In general, a financial hardship policy might be able to assist you with:
- Receiving a payment extension
- Setting up a flexible payment plan over a set period of time
- Switching you to a prepaid mobile service or other plan
- Waiving any cancellation or late-payment fees
- Offering data-capped plans
- Restricting services
- Holding your service
- Returning a device and releasing you from your contract
It’s important to remember that every phone and internet provider is different. For example, Telstra, Optus and Vodafone offer postpaid and prepaid phone plans, so you may be offered a switch to a more affordable prepaid service. However, smaller telcos that only offer postpaid phone plans may not be able to move you to a prepaid service, but they might look at cheaper plans available to transfer you to.
Prepaid phone plan providers might not offer financial hardship policies, as you’ve essentially already paid for your plan in advance. If you’re with a provider that recharges your plan automatically, you may need to get in touch with them about either swapping to a cheaper plan, or cancelling altogether.

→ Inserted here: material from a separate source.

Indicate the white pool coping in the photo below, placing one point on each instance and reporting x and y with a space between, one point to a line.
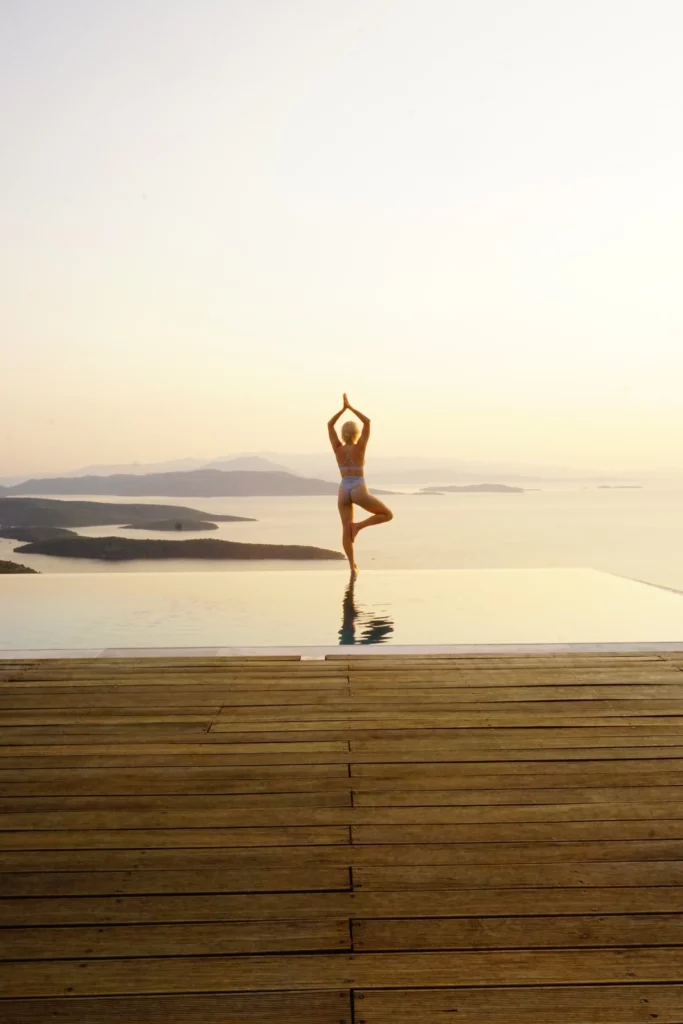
316 653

In the case of internet plans, moving you to a lower cost internet plan could include switching your service from a faster speed tier plan to a slower speed tier. The downside to this could mean that you may be unable to use your home internet as you were previously for certain high-intensity activities, such as video streaming or online gaming. It could also limit how many people/devices in the household can use the internet at the same time.
Who can claim financial hardship?
Claiming financial hardship with your internet or phone provider is in place to help customers in difficult circumstances where they find they are struggling to, or unable to pay their phone and/or internet bill.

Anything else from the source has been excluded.